Anis Mojgani (Louisiana & Texas): “I took a poetry class at the end of high school with Ms. Jean Gill, which first opened my eyes to the possibility of writing poems. The first poem I wrote for her was about summer in New Orleans. The second was about my grandfather’s aftershave. After seeing the poet Jeffrey McDaniel perform in my freshman year of college and buying Jeff ’s book Alibi School, my brain and heart opened further to what poetry could do both on the page and when being spoken.” (web)
Dominika Wrozynski: “I often look at my own work as a poetry editor looks at submissions (since I’ve been a poetry editor for various journals for almost ten years). As an editor, I always want a poem that makes me want to go into the editorial meeting and put up a fight to see the poem in print. Give me an arsenal of surprising images, unusual word choice, and a critical awareness of what it means to be human. If I’m going to take the effort to fight for a poem, I want it to win. As a poet, I hope to write poems for which I’d put up a fight.”
Richard Widerkehr: “You ask why I love poems. I think of the woman in Fiddler on a Roof who said, ‘I’ve cooked his food, shared his bed, given him children. I must love him.’ In poems, I wrestle with water, sticks, dreams, stones, syllables, and stories. I wrote ‘In the Presence of Absence’ in a workshop led by Ellie Mathews at Centrum in Port Townsend, Washington, in the summer of 2007.”

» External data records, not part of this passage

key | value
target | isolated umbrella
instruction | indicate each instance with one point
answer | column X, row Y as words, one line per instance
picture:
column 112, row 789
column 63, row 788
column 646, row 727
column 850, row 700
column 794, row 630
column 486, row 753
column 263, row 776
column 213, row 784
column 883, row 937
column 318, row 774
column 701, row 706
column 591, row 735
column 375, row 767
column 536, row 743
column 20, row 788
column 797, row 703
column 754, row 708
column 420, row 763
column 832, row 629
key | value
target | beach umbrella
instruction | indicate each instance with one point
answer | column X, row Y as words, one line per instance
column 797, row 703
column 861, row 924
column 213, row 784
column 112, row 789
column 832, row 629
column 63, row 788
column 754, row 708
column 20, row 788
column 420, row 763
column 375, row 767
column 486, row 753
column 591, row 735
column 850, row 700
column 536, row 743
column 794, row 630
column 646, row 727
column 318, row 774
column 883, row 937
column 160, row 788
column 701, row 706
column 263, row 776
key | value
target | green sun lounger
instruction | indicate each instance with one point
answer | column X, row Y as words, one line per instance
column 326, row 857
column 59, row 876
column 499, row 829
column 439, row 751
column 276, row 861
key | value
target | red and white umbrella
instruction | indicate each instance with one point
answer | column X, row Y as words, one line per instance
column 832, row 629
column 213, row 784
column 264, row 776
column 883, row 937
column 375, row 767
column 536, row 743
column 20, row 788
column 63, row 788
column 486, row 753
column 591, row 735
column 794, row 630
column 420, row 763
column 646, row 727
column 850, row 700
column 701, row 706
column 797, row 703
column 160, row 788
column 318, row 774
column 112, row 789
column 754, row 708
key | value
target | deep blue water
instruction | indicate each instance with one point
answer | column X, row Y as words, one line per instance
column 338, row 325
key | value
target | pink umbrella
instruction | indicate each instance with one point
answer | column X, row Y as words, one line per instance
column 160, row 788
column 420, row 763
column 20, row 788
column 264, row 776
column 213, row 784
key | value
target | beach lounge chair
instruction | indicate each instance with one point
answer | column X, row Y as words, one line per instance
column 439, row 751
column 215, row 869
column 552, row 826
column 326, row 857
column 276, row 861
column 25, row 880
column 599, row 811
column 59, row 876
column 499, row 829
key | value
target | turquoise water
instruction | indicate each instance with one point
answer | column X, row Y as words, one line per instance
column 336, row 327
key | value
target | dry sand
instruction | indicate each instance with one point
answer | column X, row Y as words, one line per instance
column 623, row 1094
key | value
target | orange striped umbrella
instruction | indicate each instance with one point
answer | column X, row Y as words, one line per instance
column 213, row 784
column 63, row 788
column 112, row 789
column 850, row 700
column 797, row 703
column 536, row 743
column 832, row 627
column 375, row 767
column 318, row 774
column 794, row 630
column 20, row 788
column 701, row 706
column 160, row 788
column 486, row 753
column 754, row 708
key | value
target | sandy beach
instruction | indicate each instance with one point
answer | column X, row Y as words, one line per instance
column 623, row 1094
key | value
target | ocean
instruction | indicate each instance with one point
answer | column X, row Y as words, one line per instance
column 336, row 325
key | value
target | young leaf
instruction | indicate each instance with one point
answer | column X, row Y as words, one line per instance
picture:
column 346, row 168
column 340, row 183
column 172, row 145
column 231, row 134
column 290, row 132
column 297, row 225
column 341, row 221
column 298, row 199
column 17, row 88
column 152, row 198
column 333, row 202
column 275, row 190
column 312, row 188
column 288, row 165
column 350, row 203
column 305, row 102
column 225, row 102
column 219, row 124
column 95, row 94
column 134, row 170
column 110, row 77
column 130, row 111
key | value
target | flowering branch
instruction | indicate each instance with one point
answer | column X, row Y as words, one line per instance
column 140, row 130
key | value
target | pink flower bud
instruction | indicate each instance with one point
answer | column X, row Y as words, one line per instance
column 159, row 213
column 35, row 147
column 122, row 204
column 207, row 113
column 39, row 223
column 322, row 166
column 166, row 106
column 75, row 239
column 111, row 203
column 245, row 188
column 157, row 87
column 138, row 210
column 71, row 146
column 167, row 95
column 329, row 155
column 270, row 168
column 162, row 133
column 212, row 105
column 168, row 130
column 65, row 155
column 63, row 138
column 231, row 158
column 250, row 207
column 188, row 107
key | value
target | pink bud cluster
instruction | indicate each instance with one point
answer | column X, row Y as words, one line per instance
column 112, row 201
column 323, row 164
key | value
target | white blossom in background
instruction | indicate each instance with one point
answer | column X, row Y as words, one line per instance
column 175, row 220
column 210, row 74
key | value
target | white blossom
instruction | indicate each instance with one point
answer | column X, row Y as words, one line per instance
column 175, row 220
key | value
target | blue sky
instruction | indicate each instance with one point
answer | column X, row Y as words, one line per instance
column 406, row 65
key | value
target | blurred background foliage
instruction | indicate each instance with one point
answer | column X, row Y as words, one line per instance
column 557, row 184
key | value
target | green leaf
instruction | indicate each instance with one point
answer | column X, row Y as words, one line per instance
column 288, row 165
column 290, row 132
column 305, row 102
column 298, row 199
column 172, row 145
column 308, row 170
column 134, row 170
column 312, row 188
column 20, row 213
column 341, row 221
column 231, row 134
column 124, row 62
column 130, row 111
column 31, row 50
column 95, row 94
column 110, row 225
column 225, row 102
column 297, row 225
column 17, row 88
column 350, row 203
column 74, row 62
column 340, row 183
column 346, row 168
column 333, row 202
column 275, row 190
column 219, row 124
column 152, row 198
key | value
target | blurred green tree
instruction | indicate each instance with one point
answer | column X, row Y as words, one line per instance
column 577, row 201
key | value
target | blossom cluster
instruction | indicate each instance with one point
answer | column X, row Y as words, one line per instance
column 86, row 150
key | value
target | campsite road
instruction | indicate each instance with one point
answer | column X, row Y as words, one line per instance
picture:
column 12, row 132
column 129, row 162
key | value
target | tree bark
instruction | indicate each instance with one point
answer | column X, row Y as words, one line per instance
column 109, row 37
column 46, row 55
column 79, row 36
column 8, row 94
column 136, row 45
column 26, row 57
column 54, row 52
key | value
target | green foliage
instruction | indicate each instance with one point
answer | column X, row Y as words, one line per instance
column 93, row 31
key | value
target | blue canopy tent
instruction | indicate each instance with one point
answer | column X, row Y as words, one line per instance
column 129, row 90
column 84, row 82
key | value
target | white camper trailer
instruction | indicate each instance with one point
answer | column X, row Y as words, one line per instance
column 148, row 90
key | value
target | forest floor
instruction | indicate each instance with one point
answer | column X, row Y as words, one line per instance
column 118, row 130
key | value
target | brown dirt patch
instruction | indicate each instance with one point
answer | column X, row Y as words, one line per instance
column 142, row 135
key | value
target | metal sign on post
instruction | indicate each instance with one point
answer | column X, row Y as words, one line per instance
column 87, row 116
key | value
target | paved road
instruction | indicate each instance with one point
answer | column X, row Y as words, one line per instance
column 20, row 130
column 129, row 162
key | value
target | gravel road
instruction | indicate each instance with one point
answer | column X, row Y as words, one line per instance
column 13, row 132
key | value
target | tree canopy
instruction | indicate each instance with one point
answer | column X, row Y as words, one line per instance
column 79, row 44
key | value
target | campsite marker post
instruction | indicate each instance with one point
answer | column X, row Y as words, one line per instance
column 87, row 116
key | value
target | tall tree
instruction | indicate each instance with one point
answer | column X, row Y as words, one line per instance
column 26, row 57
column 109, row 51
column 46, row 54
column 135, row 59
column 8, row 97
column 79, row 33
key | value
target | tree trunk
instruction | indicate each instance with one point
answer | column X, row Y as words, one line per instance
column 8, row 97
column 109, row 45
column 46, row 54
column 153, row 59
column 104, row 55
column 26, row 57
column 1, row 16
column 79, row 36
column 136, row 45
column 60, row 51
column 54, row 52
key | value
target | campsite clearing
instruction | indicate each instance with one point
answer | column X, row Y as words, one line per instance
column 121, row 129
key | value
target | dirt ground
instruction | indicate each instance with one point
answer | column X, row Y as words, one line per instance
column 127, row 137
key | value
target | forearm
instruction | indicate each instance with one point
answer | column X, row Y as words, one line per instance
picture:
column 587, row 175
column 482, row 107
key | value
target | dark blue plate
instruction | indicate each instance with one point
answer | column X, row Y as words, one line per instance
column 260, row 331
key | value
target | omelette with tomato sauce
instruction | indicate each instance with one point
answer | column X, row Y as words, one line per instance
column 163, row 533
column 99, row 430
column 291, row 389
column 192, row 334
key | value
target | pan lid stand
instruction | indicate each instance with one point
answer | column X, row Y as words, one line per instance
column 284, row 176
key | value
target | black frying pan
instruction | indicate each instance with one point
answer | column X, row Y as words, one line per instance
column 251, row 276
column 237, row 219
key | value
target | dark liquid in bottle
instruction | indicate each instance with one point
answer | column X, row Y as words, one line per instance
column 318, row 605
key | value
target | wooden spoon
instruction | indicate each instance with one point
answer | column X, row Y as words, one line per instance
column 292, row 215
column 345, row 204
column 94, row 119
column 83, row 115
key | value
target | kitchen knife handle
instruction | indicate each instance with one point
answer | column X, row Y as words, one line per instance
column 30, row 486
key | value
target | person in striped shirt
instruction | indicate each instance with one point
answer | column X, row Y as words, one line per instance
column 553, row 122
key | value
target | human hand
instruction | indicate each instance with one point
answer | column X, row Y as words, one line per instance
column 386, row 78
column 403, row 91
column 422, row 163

Holly Welker: “I grew up in southern Arizona, the descendant of dour Mormon pioneers I always praised for having the sense to get the hell out of Utah soon after they arrived there, which made things a little awkward when I ended up living in Salt Lake City. I began writing as an eleven-year-old because I was promised an audience of angels if I shared my deepest thoughts in a journal. Eventually I gave up writing for angels; it’s plain old human beings I want to connect with now.”